# No idea



## templey_41 (Jul 19, 2008)

So I'm down with gang terminology and gestures, but I am baffled by this one.

we were driving down a tar road the day before opener doing some scouting, I am going to take a right and so I pull off onto the shoulder so others can pass by me, granted there is no right hand turn lane. The truck that is behind me drives by and the passenger sticks is right hand out the window and sticks his thumb out and points to the back of his truck with is thumb.

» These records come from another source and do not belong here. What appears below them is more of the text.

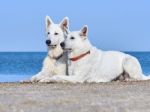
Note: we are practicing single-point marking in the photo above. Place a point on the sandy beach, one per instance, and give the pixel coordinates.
(102, 97)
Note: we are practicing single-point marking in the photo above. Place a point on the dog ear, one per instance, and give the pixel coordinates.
(84, 31)
(64, 24)
(48, 21)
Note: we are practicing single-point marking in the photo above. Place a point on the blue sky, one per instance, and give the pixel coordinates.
(113, 24)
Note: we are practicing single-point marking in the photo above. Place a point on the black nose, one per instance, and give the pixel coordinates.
(48, 42)
(62, 44)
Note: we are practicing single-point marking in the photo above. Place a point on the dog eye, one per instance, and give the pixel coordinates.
(56, 34)
(72, 38)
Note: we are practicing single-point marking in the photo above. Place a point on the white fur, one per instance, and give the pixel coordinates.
(52, 66)
(98, 66)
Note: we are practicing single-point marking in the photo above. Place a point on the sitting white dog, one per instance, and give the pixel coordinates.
(88, 64)
(55, 62)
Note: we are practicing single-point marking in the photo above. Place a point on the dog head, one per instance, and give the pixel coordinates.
(55, 34)
(77, 41)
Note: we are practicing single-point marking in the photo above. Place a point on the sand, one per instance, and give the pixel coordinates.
(58, 97)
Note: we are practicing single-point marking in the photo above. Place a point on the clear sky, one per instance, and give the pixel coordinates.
(113, 24)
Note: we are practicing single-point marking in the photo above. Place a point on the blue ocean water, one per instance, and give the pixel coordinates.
(16, 66)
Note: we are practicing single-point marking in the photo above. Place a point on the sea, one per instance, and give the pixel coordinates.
(17, 66)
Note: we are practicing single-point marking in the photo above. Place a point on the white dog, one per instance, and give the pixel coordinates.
(55, 62)
(88, 64)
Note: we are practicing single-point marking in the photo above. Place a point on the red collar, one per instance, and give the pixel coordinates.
(80, 56)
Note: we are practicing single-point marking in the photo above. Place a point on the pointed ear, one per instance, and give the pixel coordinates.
(64, 24)
(84, 31)
(48, 21)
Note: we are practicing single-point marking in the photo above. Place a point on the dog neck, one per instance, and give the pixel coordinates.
(55, 53)
(80, 56)
(56, 58)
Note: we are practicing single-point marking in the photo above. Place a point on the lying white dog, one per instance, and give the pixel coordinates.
(55, 62)
(88, 64)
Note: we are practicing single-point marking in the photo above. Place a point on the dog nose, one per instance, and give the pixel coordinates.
(48, 42)
(62, 44)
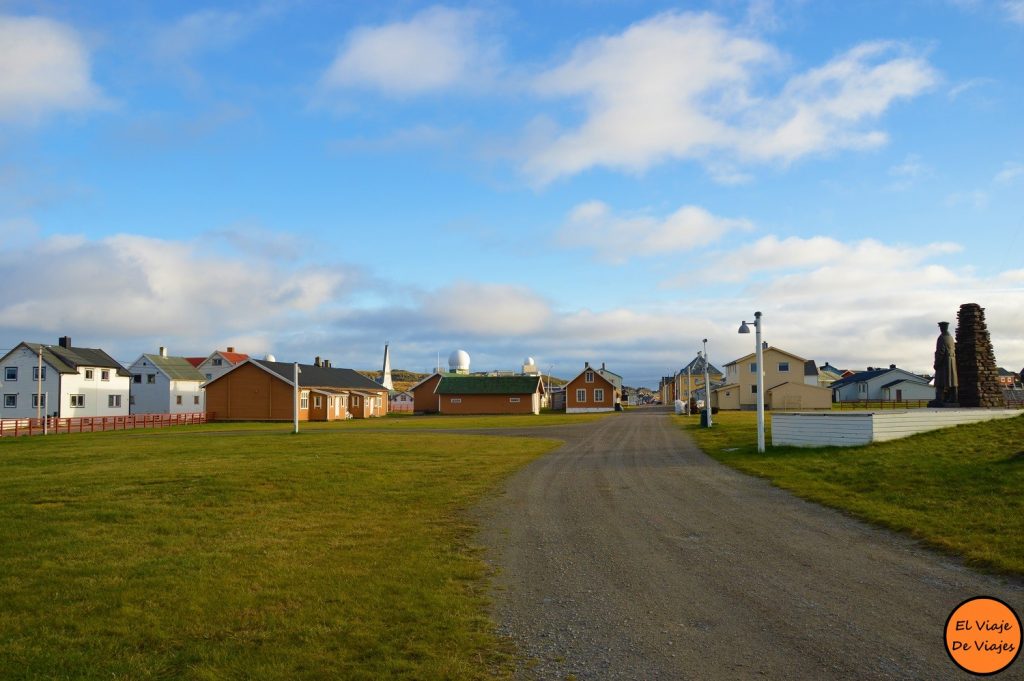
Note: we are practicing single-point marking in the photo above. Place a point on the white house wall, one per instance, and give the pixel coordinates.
(25, 387)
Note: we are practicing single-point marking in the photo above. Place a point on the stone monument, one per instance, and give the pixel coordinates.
(979, 383)
(946, 380)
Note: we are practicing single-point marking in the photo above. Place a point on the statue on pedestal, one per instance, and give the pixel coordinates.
(946, 381)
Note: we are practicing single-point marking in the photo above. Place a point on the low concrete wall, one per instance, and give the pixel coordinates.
(853, 428)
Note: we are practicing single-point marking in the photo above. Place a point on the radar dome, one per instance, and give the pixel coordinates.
(459, 362)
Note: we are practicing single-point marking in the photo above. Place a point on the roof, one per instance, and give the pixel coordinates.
(177, 369)
(320, 377)
(696, 367)
(68, 359)
(487, 385)
(770, 347)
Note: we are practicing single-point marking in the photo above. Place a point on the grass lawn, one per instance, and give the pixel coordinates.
(178, 554)
(961, 490)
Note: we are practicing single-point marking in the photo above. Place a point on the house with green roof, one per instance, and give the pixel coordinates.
(61, 380)
(165, 384)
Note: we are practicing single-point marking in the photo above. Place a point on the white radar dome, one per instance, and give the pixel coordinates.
(459, 362)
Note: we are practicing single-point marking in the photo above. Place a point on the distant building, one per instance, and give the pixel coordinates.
(76, 382)
(163, 384)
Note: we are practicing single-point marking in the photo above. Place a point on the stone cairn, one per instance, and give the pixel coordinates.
(979, 383)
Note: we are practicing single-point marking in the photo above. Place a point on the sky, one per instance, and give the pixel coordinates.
(576, 180)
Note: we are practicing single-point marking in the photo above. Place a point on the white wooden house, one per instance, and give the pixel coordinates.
(163, 384)
(75, 382)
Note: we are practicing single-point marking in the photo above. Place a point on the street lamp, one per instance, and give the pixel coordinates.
(707, 386)
(743, 329)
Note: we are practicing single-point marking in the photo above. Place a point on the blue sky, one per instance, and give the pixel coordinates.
(592, 180)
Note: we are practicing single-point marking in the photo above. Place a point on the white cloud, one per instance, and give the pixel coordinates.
(436, 49)
(681, 86)
(44, 68)
(1011, 172)
(615, 239)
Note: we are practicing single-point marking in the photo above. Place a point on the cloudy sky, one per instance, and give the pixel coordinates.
(574, 180)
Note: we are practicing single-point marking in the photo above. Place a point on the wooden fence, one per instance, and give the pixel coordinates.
(52, 425)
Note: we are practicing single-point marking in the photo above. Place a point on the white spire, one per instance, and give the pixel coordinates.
(386, 374)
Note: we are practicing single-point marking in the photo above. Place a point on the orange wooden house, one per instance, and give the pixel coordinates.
(261, 390)
(590, 391)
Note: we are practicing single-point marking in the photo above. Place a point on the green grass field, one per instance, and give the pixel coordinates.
(190, 554)
(961, 490)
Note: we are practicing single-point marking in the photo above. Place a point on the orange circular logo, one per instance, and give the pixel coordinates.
(983, 635)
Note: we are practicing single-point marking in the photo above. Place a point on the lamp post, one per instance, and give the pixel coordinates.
(707, 388)
(759, 358)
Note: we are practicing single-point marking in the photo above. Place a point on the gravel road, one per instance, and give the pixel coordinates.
(630, 554)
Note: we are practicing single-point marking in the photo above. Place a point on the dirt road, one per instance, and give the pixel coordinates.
(629, 554)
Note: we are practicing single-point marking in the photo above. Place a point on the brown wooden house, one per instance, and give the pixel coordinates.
(261, 390)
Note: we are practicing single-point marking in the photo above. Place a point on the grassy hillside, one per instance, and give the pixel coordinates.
(189, 554)
(957, 488)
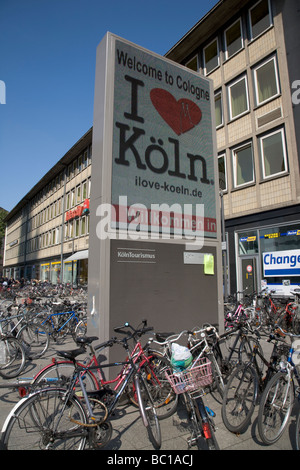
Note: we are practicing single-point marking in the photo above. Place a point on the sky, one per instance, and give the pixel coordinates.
(47, 70)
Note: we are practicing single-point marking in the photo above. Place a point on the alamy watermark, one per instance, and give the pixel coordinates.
(2, 92)
(296, 93)
(161, 221)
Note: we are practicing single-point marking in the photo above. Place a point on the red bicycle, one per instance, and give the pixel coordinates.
(152, 365)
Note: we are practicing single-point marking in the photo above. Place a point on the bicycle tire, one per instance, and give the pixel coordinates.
(296, 320)
(58, 373)
(239, 399)
(13, 357)
(148, 412)
(79, 330)
(34, 343)
(297, 431)
(207, 428)
(164, 398)
(278, 390)
(218, 379)
(32, 422)
(246, 351)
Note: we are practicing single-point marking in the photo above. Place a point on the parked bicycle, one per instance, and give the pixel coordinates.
(191, 383)
(247, 382)
(56, 418)
(277, 400)
(151, 365)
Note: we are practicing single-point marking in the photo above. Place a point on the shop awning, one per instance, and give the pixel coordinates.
(84, 254)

What the he77 does that mean? The guy had north dakota license plates. was he trying to prove a point that he thinks he owns the road. I mean I seriously thought I was doing a kind gesture and even pulled off easily 400 yards before my turn and I had my blinker on.

Maybe it's the same guy that I ran into 3 years ago when I was towing my trailer down the gravel road,he was approahing me, so I slowed down pulled off to the side and he gives me the finger. some friendly folks around that area.


----------



## matt29 (Feb 13, 2009)

Maybe you have a break light or blinker out. Or maybe hes an a hole.


----------



## templey_41 (Jul 19, 2008)

all lights were working. i even pulled off to check when he did this.


----------



## striped1 (Aug 17, 2005)

My guess: He was from Grand Fordks, Bismarck, or Fargo and was telling you to go back to MN where you belong.


----------



## blhunter3 (May 5, 2007)

Well it is gay pride month....


----------



## templey_41 (Jul 19, 2008)

blhunter3 said:


> Well it is gay pride month....


why haven't you changed your avatar then?


----------



## blhunter3 (May 5, 2007)

templey_41 said:


> blhunter3 said:
> 
> 
> > Well it is gay pride month....
> ...


 :lame:


----------



## CrazyWalsh81 (Nov 30, 2011)

Jog On! or Jog Off! if they have alittle Canadian in them...Or maybe they do bite their thumb at you!


----------